A audiência pública da Comissão de Educação trouxe o resultado de um monitoramento de grupos de extrema direita nas plataformas Tik Tok e Twitter, que detectou uma escalada da violência no conteúdo das publicações, com postagens incentivando novos ataques a escolas e a relação com grupos extremistas.
Fiscalização
Pesquisa sobre as redes sociais também fundamentou a audiência pública da Comissão de Fiscalização Financeira e Controle. A pós-graduanda em Políticas Públicas Stefanny Papaiano argumenta que o isolamento social durante a pandemia de Covid-19 facilitou a entrada de estudantes em subcomunidades na internet que pregam ataques a escolas. Ela apontou a necessidade de fiscalização por parte do poder público.
Presidente da Comissão de Fiscalização Financeira e Controle, a deputada Bia Kicis (PL-DF) afirmou que os estudos apresentados na audiência pública mostram como o ambiente das redes é usado para o cometimento de delitos. Ela nega que as ações estejam ligadas à direita, mas acusa o envolvimento de grupos de extrema esquerda. A deputada também criticou o projeto de lei das fake news (PL 2630/20).
“Nós queremos evitar os crimes e nós estamos convictos de que você censurar as redes não vai ajudar a evitar esses crimes, porque já temos mecanismos para encontrar esses criminosos, mas se você impede o acesso, você vai esconder essas pessoas”, disse.

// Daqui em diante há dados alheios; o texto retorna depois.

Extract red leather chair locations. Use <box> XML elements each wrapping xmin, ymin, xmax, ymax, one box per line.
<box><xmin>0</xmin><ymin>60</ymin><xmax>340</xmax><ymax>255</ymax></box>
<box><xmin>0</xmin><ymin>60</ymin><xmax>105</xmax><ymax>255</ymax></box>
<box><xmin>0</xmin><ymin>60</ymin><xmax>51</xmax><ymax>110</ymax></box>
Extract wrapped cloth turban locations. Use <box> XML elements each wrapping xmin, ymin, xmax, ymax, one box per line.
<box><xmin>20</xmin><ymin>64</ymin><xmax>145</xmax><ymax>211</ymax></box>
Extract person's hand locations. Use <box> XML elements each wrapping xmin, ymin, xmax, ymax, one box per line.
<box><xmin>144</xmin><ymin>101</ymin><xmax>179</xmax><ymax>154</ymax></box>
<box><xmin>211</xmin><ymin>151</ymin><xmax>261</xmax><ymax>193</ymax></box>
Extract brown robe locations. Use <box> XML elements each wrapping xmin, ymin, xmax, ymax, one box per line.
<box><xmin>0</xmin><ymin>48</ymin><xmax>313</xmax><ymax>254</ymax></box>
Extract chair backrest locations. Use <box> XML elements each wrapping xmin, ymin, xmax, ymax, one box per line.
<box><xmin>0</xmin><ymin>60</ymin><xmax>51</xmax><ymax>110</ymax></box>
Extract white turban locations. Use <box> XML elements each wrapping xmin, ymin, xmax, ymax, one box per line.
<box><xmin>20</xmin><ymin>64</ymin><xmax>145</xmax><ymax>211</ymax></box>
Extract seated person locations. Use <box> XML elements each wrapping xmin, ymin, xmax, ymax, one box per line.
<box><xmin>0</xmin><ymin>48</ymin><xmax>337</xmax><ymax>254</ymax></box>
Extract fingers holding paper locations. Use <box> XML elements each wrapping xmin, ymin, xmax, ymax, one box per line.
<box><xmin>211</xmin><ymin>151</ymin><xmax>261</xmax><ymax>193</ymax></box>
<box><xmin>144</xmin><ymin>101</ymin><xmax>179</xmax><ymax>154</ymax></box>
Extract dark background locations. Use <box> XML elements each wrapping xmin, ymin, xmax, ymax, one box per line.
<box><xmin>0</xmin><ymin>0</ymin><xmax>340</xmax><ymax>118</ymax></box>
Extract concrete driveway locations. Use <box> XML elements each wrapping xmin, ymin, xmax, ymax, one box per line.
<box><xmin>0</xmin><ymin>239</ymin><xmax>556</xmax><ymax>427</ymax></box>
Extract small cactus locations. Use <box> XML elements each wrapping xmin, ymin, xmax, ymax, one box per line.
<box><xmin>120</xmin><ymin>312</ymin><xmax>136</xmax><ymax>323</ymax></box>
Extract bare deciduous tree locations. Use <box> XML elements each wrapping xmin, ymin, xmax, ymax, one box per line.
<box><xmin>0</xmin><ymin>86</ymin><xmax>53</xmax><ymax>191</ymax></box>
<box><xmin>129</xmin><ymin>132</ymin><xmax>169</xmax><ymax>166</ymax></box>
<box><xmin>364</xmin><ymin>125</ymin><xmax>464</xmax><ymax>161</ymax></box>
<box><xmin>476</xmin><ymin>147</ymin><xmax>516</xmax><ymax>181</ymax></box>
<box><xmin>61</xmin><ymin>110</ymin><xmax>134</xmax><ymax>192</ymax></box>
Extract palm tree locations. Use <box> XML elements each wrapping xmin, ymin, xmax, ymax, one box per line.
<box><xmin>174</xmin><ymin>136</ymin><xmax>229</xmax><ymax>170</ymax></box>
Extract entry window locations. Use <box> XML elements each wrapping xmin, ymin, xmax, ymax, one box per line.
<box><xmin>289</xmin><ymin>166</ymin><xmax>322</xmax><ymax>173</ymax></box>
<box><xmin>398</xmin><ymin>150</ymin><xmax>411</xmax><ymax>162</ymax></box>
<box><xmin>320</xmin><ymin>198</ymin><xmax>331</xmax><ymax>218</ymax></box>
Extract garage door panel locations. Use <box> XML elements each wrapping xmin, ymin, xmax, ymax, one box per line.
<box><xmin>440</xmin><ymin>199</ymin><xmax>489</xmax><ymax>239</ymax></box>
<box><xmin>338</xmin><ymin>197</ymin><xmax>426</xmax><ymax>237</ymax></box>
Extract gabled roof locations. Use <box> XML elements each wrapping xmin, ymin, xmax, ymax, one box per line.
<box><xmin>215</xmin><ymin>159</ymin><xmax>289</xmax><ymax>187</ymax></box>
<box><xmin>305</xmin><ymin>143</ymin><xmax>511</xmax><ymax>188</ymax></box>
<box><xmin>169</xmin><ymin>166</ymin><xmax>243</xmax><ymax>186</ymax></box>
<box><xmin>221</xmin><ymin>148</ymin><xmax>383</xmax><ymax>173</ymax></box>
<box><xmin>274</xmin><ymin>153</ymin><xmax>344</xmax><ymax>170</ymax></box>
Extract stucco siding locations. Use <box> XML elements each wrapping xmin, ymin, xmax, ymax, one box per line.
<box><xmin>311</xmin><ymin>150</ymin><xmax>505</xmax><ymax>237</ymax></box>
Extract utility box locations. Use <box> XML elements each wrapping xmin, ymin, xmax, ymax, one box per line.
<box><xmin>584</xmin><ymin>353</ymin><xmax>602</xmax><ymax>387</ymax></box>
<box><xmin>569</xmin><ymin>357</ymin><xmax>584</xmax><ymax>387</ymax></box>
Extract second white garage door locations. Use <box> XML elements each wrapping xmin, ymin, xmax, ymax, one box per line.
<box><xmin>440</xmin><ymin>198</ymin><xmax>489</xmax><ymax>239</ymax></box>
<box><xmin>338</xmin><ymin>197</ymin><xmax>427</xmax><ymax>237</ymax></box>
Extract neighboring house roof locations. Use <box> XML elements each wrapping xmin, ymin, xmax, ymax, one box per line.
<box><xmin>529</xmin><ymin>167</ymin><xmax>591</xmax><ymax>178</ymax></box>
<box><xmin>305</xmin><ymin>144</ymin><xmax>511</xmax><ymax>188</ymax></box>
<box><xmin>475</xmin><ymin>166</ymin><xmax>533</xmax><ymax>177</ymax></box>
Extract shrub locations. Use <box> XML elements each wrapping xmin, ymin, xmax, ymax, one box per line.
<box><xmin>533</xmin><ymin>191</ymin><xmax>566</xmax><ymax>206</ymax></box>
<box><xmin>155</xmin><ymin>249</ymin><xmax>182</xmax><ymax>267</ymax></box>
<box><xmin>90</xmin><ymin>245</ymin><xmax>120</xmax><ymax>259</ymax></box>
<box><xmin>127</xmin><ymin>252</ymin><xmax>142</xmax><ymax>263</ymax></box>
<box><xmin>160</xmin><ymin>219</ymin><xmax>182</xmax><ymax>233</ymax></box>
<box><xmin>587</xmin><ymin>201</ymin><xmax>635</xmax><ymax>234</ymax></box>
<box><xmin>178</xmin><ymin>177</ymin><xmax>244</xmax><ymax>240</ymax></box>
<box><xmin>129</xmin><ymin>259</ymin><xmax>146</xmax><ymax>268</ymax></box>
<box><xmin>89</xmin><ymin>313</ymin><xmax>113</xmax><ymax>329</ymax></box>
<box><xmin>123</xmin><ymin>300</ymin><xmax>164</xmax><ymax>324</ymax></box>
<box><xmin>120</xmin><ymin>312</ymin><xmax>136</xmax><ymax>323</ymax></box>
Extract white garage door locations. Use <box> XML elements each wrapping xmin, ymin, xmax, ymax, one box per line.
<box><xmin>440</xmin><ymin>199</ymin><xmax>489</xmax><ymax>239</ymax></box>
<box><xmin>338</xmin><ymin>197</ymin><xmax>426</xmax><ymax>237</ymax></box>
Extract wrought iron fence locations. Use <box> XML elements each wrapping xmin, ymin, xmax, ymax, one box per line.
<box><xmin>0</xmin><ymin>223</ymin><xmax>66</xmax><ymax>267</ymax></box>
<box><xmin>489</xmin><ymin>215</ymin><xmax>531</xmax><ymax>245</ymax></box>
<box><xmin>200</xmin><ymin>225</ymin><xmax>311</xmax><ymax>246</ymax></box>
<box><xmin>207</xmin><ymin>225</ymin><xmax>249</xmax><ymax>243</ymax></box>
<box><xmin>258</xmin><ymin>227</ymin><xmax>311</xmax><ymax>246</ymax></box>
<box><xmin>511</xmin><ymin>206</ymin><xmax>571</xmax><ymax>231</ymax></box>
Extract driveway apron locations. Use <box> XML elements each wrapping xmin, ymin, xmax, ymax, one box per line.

A especialista em Orientação Educacional Paula Marisa, que participou do debate, reconheceu que a situação é complexa e, por envolver a saúde mental da comunidade escolar, os problemas precisam ser detectados o quanto antes. Ela alerta, no entanto, que as redes sociais não são as únicas culpadas.
“O problema não é a internet. O problema é uma criança estar sem a supervisão do adulto. O problema é a escola não ter orientador, porque hoje nossa legislação não obriga a presença de um orientador escolar, que é quem vai cuidar dessa parte socioemocional dos alunos”, lamentou.